Anyone not familiar with the benefits of breast milk might be puzzled by human donor milk banks. But the idea is an old one, dating back centuries. Now, new moms are resorting to the 21st-century version of breast feeding: bottled donor mother’s milk.
Donor milk offers a welcome alternative to formula, a cow’s milk mixture that lacks the antibodies and digestive enzymes that help keep newborns healthy. For moms not able to breastfeed, donor milk is the next best thing, says Lactation Consultant and Nurse Practitioner JoAnn Gould of Phelps Memorial Hospital Center in Sleepy Hollow, the first hospital in Westchester to offer inpatient mothers the option of human donor breast milk.

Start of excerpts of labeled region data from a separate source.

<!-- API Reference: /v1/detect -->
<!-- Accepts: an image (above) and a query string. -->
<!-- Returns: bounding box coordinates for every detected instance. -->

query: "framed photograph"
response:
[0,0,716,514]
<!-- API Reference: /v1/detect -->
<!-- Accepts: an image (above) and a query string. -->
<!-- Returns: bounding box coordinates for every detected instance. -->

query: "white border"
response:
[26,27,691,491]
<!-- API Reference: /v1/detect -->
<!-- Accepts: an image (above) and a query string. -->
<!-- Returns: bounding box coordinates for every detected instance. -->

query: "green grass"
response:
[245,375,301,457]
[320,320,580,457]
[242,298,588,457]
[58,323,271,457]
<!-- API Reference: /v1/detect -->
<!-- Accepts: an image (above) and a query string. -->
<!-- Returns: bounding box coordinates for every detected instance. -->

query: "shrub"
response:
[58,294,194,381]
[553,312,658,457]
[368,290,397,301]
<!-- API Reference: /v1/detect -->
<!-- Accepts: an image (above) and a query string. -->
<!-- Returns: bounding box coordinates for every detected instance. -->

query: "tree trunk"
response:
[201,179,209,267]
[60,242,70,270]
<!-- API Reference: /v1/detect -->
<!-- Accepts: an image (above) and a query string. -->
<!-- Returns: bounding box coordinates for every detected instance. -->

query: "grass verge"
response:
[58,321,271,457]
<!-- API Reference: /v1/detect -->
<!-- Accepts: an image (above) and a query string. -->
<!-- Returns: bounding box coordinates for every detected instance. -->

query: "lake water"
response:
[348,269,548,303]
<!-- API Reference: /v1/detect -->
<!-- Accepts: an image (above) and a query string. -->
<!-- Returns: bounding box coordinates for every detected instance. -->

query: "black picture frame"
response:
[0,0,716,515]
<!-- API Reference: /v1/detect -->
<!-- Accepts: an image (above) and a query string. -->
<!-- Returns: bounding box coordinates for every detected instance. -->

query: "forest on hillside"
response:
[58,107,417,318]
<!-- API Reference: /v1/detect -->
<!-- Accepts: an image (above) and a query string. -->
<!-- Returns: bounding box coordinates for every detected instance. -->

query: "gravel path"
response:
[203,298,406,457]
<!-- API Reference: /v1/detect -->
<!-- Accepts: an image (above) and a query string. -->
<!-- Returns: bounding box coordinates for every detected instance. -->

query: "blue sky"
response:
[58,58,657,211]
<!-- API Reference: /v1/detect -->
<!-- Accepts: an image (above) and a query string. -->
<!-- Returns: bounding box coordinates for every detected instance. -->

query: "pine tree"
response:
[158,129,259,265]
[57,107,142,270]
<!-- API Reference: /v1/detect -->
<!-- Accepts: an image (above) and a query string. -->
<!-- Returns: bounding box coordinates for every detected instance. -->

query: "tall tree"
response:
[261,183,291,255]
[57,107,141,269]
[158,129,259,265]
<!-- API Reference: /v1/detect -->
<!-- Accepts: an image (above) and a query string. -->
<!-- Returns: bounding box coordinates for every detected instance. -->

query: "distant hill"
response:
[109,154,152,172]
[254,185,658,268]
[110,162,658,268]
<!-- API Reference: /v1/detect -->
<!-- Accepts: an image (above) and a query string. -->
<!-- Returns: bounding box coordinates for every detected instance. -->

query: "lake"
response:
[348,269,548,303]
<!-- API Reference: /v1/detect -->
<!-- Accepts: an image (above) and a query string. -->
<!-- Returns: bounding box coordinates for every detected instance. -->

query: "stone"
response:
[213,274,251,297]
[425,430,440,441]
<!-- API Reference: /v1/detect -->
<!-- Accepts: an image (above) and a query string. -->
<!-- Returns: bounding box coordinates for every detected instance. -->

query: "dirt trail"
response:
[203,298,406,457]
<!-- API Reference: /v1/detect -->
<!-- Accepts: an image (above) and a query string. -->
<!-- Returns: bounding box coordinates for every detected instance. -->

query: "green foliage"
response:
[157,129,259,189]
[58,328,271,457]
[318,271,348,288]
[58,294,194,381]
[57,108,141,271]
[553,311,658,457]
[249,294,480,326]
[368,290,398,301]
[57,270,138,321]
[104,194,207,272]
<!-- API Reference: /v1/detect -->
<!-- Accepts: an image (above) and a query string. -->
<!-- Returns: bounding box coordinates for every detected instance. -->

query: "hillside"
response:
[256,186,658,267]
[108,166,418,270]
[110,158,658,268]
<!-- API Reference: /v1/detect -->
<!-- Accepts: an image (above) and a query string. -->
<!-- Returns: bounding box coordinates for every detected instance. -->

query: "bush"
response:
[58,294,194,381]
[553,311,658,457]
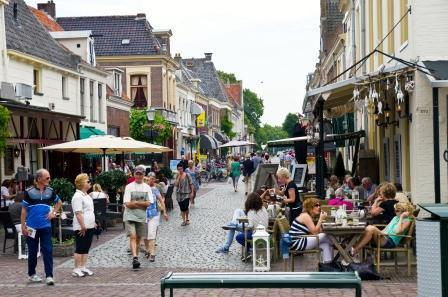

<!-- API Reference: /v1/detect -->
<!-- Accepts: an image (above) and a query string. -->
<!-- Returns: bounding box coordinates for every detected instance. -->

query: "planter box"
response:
[53,243,75,257]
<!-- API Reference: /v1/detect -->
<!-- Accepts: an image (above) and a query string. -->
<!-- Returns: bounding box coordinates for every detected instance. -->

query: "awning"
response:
[215,131,230,143]
[79,126,106,139]
[199,134,219,150]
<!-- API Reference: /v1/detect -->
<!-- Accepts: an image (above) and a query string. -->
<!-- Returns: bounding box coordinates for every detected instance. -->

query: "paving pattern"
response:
[60,183,252,271]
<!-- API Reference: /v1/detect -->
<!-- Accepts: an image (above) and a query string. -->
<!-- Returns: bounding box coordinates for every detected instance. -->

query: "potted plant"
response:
[50,178,75,257]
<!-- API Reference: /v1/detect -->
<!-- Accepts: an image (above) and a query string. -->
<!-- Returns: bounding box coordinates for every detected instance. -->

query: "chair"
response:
[0,211,17,253]
[364,220,415,276]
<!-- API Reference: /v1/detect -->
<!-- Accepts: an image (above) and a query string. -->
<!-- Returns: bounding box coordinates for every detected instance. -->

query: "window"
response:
[4,146,14,175]
[98,84,104,123]
[79,78,86,116]
[400,0,409,44]
[114,72,121,97]
[62,76,68,99]
[33,69,42,95]
[89,80,95,122]
[131,75,148,107]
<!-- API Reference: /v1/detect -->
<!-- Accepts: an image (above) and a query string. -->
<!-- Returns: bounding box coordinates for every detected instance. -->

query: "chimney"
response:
[204,53,213,61]
[135,13,146,21]
[37,0,56,19]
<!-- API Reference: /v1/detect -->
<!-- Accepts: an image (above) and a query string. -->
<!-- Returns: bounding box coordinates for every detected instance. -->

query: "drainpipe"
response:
[432,88,440,203]
[350,0,356,69]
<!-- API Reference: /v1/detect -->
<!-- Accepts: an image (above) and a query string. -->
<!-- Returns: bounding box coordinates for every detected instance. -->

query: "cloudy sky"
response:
[27,0,320,125]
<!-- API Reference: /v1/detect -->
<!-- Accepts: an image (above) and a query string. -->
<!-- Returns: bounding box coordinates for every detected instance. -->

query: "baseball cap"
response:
[134,165,146,174]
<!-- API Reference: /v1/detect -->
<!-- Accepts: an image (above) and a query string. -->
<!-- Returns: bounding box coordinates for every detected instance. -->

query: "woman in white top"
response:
[89,184,109,203]
[72,173,96,277]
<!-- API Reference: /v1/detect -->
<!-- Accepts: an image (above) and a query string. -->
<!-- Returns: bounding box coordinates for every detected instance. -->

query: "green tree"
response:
[129,108,172,144]
[218,70,238,84]
[243,89,264,133]
[255,124,288,146]
[0,105,11,156]
[221,111,236,139]
[282,113,299,137]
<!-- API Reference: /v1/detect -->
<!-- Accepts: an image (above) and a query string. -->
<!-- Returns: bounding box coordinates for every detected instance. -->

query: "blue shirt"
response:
[22,187,60,229]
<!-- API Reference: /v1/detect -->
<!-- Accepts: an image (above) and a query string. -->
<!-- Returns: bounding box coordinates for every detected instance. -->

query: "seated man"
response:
[216,192,269,253]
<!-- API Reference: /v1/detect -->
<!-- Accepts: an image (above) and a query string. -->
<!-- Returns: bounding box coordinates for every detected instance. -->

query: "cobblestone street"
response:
[0,183,417,296]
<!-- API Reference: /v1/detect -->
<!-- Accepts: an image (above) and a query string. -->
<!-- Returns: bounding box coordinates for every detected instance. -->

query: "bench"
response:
[160,272,361,297]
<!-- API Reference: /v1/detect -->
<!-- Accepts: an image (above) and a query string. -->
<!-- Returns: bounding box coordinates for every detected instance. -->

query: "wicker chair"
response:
[364,220,415,276]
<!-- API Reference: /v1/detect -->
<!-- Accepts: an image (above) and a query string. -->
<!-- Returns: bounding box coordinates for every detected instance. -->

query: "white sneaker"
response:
[72,268,85,277]
[81,267,93,276]
[45,276,54,286]
[28,274,42,283]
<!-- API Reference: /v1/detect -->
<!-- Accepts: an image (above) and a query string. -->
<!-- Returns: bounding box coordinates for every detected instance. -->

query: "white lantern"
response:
[252,225,271,272]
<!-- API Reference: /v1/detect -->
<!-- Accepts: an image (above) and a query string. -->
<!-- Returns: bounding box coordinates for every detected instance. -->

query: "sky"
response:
[26,0,320,125]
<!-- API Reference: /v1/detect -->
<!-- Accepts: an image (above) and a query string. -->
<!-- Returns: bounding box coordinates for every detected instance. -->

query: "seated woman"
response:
[371,183,398,224]
[351,202,414,255]
[289,198,333,263]
[328,188,353,210]
[216,192,269,253]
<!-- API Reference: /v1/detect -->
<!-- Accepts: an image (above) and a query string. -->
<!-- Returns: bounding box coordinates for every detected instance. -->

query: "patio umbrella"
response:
[219,140,255,148]
[41,135,172,168]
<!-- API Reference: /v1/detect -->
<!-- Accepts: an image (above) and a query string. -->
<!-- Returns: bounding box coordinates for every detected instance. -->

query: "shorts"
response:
[75,228,95,255]
[177,198,190,212]
[124,221,146,238]
[145,216,160,240]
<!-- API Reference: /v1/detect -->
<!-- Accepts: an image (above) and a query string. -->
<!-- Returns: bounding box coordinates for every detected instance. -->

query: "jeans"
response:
[223,208,246,250]
[26,227,53,277]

Gould and other local breastfeeding advocates, as part of the Westchester Putnam Rockland Lactation Consortium, Inc., have worked to make this option available to Westchester patients via the Hudson Valley Milk Bank, the first community-based milk bank in New York. The bank provides Phelps with donor milk that is stored in a specialized refrigerator at the bank’s office in Irvington, or connects Phelps directly with the processing facility, Mothers’ Milk Bank at WakeMed Health & Hospitals, in North Carolina.
Emilie Jacobs, a 34-year-old medical student, was able to sustain her five-week-old newborn on donor milk provided by the Hudson Valley Milk Bank in May when her baby was not able to latch on to her mother’s breast.
“I had no idea that donor milk was even available,” Jacobs says. “I wanted to keep her on a consistent breast-milk diet until I was able to breastfeed her again. Finding out that this was available was a game-changer.” The milk, donated free-of-charge by lactating women who produce more milk than their children need, costs $5 per ounce.